Bir yargıç olarak daha başlığı atarken içinin parçalandığını, 30 yıllık meslek yaşamı adına utanç duyduğunu rahatlıkla söyleyebilirim!.. Peki bu makaleyi yazdıktan sonra ne oldu dersiniz?.. Her zaman olan oldu; iktidar mahfillerini, Saray’ı rahatsız etmenin, tıngır mıngır giden “Yeni Türkiye” arabasının tekerine çomak sokmanın bedelini ödedi:
-Ankara’dan Şanlıurfa’ya sürgün edildi!..
Diğer bir deyişle; 30 yıllık, 1. Derece bir hakim, jet hızıyla başkentten alındı, bin küsur kilometre ötede bir kente sürülüverdi!.. Bu başı dik hakimin kendi sözleriyle anlatacak olursak niçin sürüldüğü daha iyi anlaşılır:
-Yargı bağımsız, hukuk üstün, yargıç teminatlı olsun, örgütlenme hakkı ve ifade özgürlüğü korunsun dediğimiz için, bağımsızlık ve tarafsızlık gerçek anlamda gerçekleşsin, yaşama geçirilsin dediğimiz için görev yerimiz değiştiriliyor, sürgün ediliyoruz!..

Hakyolcu, Menzilci, Süleymancı yargıç ve savcılar!..


Aslında biz bu filmi çok değil birkaç yıl önce de görmüştük!..
Zulüm yine aynı zulüm, yalnızca “el” değişti! Ergenekon, Balyoz, OdaTv, Casusluk davaları gibi kumpaslar zamanında adaletten ayrılmamakta direnen, hukuk içinde karar almaya çalışan yargıçlar da 2010 referandumuyla blok halinde yargının üst katmanlarına çöreklenen sözde yargıçlar tarafından sürgün ediliyordu!..
Yargıç Karadağ, aynı zamanda yargıçların hakkını korumak adına kurulan Yargıçlar Sendikası’nın da başkanı demiştim. İktidar böylece bir taşla en az iki kuş avlamış durumda; sendikanın başkanını da sendika merkezinden bin küsur kilometre uzağa yollayarak örgütlü mücadeleye de ağır bir darbe vurmuş oldu...
Bu yapılan “atamanın” hem yargıçlık teminatı bakımından hem sendikal yasalar açısından hem de bütün ulusal ve uluslararası hukuka aykırı olması da bizim “en büyük Türk büyüklerini” zerre kadar ilgilendirmiyor!..
Biliyorsunuz, neredeyse 11 aya varan Olağanüstü Hal Yasası (OHAL) ile binlerce savcı ve yargıç FETÖ’cü gerekçesiyle meslekten ihraç edildi.
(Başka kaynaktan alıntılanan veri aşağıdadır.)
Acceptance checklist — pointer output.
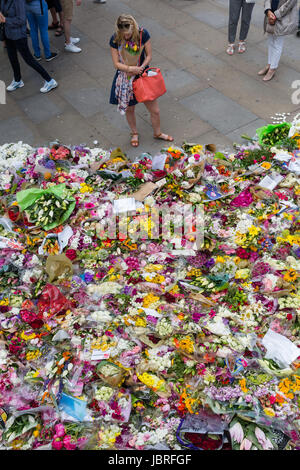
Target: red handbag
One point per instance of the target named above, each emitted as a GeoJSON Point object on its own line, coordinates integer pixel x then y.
{"type": "Point", "coordinates": [148, 88]}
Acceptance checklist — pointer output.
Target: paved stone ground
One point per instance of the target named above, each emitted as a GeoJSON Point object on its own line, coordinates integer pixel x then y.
{"type": "Point", "coordinates": [211, 98]}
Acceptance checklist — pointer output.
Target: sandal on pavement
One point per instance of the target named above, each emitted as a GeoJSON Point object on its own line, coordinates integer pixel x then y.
{"type": "Point", "coordinates": [242, 47]}
{"type": "Point", "coordinates": [269, 75]}
{"type": "Point", "coordinates": [162, 136]}
{"type": "Point", "coordinates": [53, 25]}
{"type": "Point", "coordinates": [59, 31]}
{"type": "Point", "coordinates": [134, 139]}
{"type": "Point", "coordinates": [230, 49]}
{"type": "Point", "coordinates": [264, 70]}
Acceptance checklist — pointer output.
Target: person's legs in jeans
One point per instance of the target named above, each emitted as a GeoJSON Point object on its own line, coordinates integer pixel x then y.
{"type": "Point", "coordinates": [276, 51]}
{"type": "Point", "coordinates": [42, 21]}
{"type": "Point", "coordinates": [22, 47]}
{"type": "Point", "coordinates": [34, 33]}
{"type": "Point", "coordinates": [13, 58]}
{"type": "Point", "coordinates": [234, 14]}
{"type": "Point", "coordinates": [270, 48]}
{"type": "Point", "coordinates": [247, 9]}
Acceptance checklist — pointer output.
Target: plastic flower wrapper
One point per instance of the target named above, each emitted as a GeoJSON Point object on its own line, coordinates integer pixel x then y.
{"type": "Point", "coordinates": [17, 433]}
{"type": "Point", "coordinates": [204, 431]}
{"type": "Point", "coordinates": [61, 204]}
{"type": "Point", "coordinates": [247, 435]}
{"type": "Point", "coordinates": [110, 373]}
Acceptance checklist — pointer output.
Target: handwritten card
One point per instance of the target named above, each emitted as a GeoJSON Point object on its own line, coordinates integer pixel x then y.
{"type": "Point", "coordinates": [280, 349]}
{"type": "Point", "coordinates": [124, 205]}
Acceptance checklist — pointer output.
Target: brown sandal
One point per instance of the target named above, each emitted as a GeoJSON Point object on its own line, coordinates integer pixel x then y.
{"type": "Point", "coordinates": [162, 136]}
{"type": "Point", "coordinates": [134, 139]}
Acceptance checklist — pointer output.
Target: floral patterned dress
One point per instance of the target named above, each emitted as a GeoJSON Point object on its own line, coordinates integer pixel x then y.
{"type": "Point", "coordinates": [121, 91]}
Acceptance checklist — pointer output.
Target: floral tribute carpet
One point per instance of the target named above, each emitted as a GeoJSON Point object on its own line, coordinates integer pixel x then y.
{"type": "Point", "coordinates": [151, 304]}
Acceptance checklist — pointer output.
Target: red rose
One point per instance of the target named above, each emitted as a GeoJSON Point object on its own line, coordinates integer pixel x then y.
{"type": "Point", "coordinates": [242, 253]}
{"type": "Point", "coordinates": [36, 324]}
{"type": "Point", "coordinates": [71, 254]}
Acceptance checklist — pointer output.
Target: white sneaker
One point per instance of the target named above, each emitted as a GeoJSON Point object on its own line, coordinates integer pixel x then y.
{"type": "Point", "coordinates": [72, 48]}
{"type": "Point", "coordinates": [14, 85]}
{"type": "Point", "coordinates": [48, 86]}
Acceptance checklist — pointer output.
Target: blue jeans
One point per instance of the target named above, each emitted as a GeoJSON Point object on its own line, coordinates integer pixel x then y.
{"type": "Point", "coordinates": [38, 22]}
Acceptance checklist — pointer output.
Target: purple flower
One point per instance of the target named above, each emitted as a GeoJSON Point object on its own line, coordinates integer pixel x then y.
{"type": "Point", "coordinates": [88, 277]}
{"type": "Point", "coordinates": [50, 164]}
{"type": "Point", "coordinates": [210, 263]}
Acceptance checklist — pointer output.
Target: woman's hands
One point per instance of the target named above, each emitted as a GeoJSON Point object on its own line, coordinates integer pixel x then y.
{"type": "Point", "coordinates": [271, 17]}
{"type": "Point", "coordinates": [135, 70]}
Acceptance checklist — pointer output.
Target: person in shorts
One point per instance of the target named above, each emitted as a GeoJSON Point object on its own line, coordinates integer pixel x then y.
{"type": "Point", "coordinates": [70, 42]}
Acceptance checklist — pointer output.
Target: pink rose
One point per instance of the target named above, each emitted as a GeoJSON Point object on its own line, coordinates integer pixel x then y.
{"type": "Point", "coordinates": [71, 254]}
{"type": "Point", "coordinates": [59, 430]}
{"type": "Point", "coordinates": [57, 443]}
{"type": "Point", "coordinates": [246, 444]}
{"type": "Point", "coordinates": [69, 443]}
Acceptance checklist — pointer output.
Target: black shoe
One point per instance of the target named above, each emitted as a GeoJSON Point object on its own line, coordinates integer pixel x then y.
{"type": "Point", "coordinates": [53, 55]}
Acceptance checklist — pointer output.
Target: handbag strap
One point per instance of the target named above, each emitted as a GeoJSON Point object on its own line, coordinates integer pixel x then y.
{"type": "Point", "coordinates": [141, 34]}
{"type": "Point", "coordinates": [6, 11]}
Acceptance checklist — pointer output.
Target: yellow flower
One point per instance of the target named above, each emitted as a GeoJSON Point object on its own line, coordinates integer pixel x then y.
{"type": "Point", "coordinates": [141, 322]}
{"type": "Point", "coordinates": [290, 276]}
{"type": "Point", "coordinates": [243, 385]}
{"type": "Point", "coordinates": [174, 289]}
{"type": "Point", "coordinates": [27, 337]}
{"type": "Point", "coordinates": [253, 231]}
{"type": "Point", "coordinates": [186, 344]}
{"type": "Point", "coordinates": [266, 165]}
{"type": "Point", "coordinates": [242, 274]}
{"type": "Point", "coordinates": [149, 299]}
{"type": "Point", "coordinates": [269, 412]}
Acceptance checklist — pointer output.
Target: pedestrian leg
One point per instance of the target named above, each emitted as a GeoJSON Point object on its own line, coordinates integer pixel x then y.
{"type": "Point", "coordinates": [22, 47]}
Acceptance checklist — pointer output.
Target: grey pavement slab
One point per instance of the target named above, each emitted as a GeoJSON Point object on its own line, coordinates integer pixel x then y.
{"type": "Point", "coordinates": [220, 112]}
{"type": "Point", "coordinates": [249, 130]}
{"type": "Point", "coordinates": [208, 13]}
{"type": "Point", "coordinates": [87, 101]}
{"type": "Point", "coordinates": [39, 108]}
{"type": "Point", "coordinates": [210, 96]}
{"type": "Point", "coordinates": [12, 127]}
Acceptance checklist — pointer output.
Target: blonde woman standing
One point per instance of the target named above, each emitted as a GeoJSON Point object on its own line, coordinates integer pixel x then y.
{"type": "Point", "coordinates": [131, 55]}
{"type": "Point", "coordinates": [281, 19]}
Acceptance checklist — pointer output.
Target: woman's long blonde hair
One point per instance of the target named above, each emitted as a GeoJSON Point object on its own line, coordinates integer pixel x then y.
{"type": "Point", "coordinates": [135, 34]}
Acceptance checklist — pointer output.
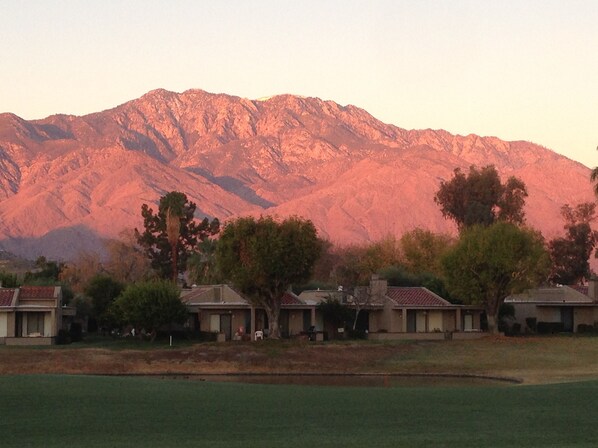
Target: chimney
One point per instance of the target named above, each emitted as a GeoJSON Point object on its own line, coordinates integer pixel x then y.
{"type": "Point", "coordinates": [378, 287]}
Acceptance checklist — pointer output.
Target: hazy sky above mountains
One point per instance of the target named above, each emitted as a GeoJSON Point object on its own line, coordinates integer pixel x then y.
{"type": "Point", "coordinates": [518, 70]}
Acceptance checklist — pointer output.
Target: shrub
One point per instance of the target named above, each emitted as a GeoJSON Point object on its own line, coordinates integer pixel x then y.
{"type": "Point", "coordinates": [63, 337]}
{"type": "Point", "coordinates": [76, 332]}
{"type": "Point", "coordinates": [550, 327]}
{"type": "Point", "coordinates": [531, 323]}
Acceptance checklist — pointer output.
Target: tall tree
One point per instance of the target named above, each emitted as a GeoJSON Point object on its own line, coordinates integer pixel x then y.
{"type": "Point", "coordinates": [264, 257]}
{"type": "Point", "coordinates": [480, 198]}
{"type": "Point", "coordinates": [163, 246]}
{"type": "Point", "coordinates": [202, 264]}
{"type": "Point", "coordinates": [490, 263]}
{"type": "Point", "coordinates": [126, 259]}
{"type": "Point", "coordinates": [594, 178]}
{"type": "Point", "coordinates": [423, 249]}
{"type": "Point", "coordinates": [103, 290]}
{"type": "Point", "coordinates": [570, 254]}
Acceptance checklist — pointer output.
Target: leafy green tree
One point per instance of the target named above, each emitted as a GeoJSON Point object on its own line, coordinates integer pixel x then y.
{"type": "Point", "coordinates": [335, 312]}
{"type": "Point", "coordinates": [150, 306]}
{"type": "Point", "coordinates": [357, 263]}
{"type": "Point", "coordinates": [172, 233]}
{"type": "Point", "coordinates": [8, 280]}
{"type": "Point", "coordinates": [490, 263]}
{"type": "Point", "coordinates": [126, 260]}
{"type": "Point", "coordinates": [47, 271]}
{"type": "Point", "coordinates": [570, 254]}
{"type": "Point", "coordinates": [422, 250]}
{"type": "Point", "coordinates": [202, 264]}
{"type": "Point", "coordinates": [103, 291]}
{"type": "Point", "coordinates": [263, 258]}
{"type": "Point", "coordinates": [480, 198]}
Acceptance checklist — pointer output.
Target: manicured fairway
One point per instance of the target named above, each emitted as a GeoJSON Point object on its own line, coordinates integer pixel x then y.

Peki bunların yerine kimler alındı diye soracak olursanız Karadağ’ın yanıtı şu:
-Yargı artık Süleymancıların, Menzilcilerin, Hakyolcuların eline geçmiş durumda!..

“Bu kadar tesadüf ancak delil olur!..”


Yani adalet bir cemaatten diğer cemaatlere, tarikatlara devredilmiş oldu!.. Hatırlarsanız CHP İstanbul Milletvekili Barış Yarkadaş, mesleğe yeni alınan hakimlerin büyük çoğunluğunun AKP’li olduğunu, parti içinde görev yaptığını, milletvekili adayı ya da aday adayı olduğunu belgeleriyle açıklamıştı!.. Yargıç Karadağ, bu vahameti yasalara dayanarak şöyle açıkladı:
-Seçim yasasında, bir seçimde aday olan hakim ve savcıların mesleğe dönemeyecekleri yazıyor. Hakim ve Savcılar Kanunu’nda da hüküm var ve diyor ki “siyasi partiye girenlerin meslekle ilişiği kesilir!” Fakat şimdi, Türkiye’de, AKP ilçe yöneticileri gibi, siyasete girmiş, tavrını belli etmiş kişiler yargıç olarak atanıyor!..
Sadece bu mu; daha önce seçime girmiş, seçilememiş ya da aday yapılmamış yargıçlar bu dönemde mesleğe yeniden alınıyor! Düşünsenize siyasetçi kimliğiyle “fikir beyan eden”, ideolojisini mıh gibi açığa vuran zat, yargıç olarak karşınıza gelecek ve verdiği karar “adil” olarak kabul görecek, yerseniz!..
Partili Cumhurbaşkanı’nın seçeceği 4 HSK üyesi, mecliste seçilen 6 üye, doğal HSK üyesi olan Adalet Bakanı ve Müsteşar ile birlikte oluşan, tüm hakim ve savcıların kaderini elinde tutacak olan hakim ve savcılar Kurulu’nun faklı olacağını mı sanıyorsunuz!.. AKP-MHP ortaklığı ile kimlerin seçildiğini, seçilenlerin isimlerinin daha önceden telaffuz edilmesi neyin amaçlandığını zaten tüm açıklığı ile ortaya koyuyor. Yargıç Mustafa Karadağ bu durumu şöyle yorumluyor:
-Bu kadar tesadüf ancak (mahkemede) delil olur!..
Bu “tesadüfler!” neticesinde oluşan HSK ve mesleğe kabul edilen yeni “tip” yargıç ve savcılarla nasıl bir adalet sistemi yaratıldığı da ayan beyan ortada... O zaman söylenecek tek şey kalıyor:
-Adaletin ruhuna hep birlikte El Fatiha!..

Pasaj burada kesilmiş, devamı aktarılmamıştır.